(Le Figaro, Antoine Foucher e Ronan Planchon, 8 settembre 2025)
Punti chiave:
- La crisi francese è sociale, non solo di bilancio, per la mancata valorizzazione del lavoro.
- Le scelte politiche privilegiano il presente, trascurando investimenti futuri.
- Serve ridurre i contributi previdenziali e investire in istruzione e infrastrutture.
Antoine Foucher, autore di “Uscire dal lavoro che non paga più”, denuncia una crisi sociale più grave di quella di bilancio.
“La crisi di bilancio è solo la punta dell’iceberg”, afferma, indicando che le scelte politiche degli ultimi decenni hanno favorito il consumo immediato a scapito di investimenti in istruzione, industria, transizione energetica e infrastrutture.
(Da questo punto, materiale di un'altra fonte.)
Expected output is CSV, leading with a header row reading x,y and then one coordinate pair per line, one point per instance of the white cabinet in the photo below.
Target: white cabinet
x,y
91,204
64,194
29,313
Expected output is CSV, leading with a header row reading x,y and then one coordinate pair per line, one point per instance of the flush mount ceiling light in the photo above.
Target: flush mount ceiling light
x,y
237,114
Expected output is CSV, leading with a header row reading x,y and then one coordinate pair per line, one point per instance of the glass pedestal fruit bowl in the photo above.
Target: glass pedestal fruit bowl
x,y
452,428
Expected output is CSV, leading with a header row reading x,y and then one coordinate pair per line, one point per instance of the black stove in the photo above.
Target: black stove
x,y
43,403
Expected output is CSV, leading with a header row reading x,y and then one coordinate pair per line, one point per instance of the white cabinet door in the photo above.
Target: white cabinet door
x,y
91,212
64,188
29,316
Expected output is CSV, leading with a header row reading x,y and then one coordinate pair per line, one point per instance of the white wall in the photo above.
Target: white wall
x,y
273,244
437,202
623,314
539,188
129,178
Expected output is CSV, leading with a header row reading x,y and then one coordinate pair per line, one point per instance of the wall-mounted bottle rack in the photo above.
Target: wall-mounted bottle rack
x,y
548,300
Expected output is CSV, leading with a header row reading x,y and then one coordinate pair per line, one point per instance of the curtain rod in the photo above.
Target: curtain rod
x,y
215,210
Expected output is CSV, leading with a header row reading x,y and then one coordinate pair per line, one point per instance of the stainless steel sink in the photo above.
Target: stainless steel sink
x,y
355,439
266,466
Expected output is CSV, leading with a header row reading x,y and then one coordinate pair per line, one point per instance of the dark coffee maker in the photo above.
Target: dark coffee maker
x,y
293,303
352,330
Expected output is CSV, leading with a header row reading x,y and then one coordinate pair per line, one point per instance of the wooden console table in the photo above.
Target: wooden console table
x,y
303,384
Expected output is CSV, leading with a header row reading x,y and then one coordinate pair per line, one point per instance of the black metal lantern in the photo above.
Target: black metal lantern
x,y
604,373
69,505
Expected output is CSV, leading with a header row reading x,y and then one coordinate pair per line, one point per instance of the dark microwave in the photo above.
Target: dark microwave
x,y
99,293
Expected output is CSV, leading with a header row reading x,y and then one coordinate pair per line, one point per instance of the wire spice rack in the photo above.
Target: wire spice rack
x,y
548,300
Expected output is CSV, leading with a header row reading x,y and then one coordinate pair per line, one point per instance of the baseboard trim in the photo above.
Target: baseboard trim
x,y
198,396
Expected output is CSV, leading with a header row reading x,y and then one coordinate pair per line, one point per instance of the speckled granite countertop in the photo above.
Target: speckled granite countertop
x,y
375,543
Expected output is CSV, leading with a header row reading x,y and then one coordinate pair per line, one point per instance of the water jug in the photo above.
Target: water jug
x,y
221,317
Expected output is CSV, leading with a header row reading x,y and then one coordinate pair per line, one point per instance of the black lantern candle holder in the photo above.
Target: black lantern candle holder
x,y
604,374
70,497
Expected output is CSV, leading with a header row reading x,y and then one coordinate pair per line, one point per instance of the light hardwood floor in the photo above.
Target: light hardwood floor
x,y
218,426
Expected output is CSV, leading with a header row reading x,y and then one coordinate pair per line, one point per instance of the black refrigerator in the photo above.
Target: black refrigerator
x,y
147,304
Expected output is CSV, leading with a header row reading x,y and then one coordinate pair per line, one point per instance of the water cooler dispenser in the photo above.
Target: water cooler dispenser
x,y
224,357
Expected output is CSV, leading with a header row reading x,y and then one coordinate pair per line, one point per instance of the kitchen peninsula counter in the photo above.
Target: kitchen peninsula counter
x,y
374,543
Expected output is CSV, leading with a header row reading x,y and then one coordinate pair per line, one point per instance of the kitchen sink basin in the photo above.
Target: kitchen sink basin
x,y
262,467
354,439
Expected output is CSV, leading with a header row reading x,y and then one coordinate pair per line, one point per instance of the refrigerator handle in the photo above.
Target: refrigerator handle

Questo ha indebolito la Francia, con una spesa sociale che assorbe risorse, mentre gli investimenti collettivi languono, richiedendo 250 miliardi di euro annui.
I lavoratori, pur attivi (tasso di occupazione al 69%), sono demotivati: “L’assenza di un futuro radioso spinge gli individui a ripiegarsi sulla sfera personale”, spiega Foucher, notando che il lavoro non migliora più il tenore di vita.
La percezione del lavoro come valore è crollata dal 60% al 24% in trent’anni. Le pensioni, che assorbono il 14% del PIL contro il 7% dell’istruzione, pesano sui salari, con contributi raddoppiati in una generazione.
Per Foucher, è essenziale un ribilanciamento: “Ridurre la parte delle pensioni nel PIL deve servire a investire nell’avvenire”, come istruzione e difesa, e abbassare i contributi per rendere il lavoro più remunerativo.
Senza una politica che ripristini la fiducia nel futuro collettivo, nessun governo potrà invertire il declino, nonostante i tentativi di Bayrou di sensibilizzare sul debito.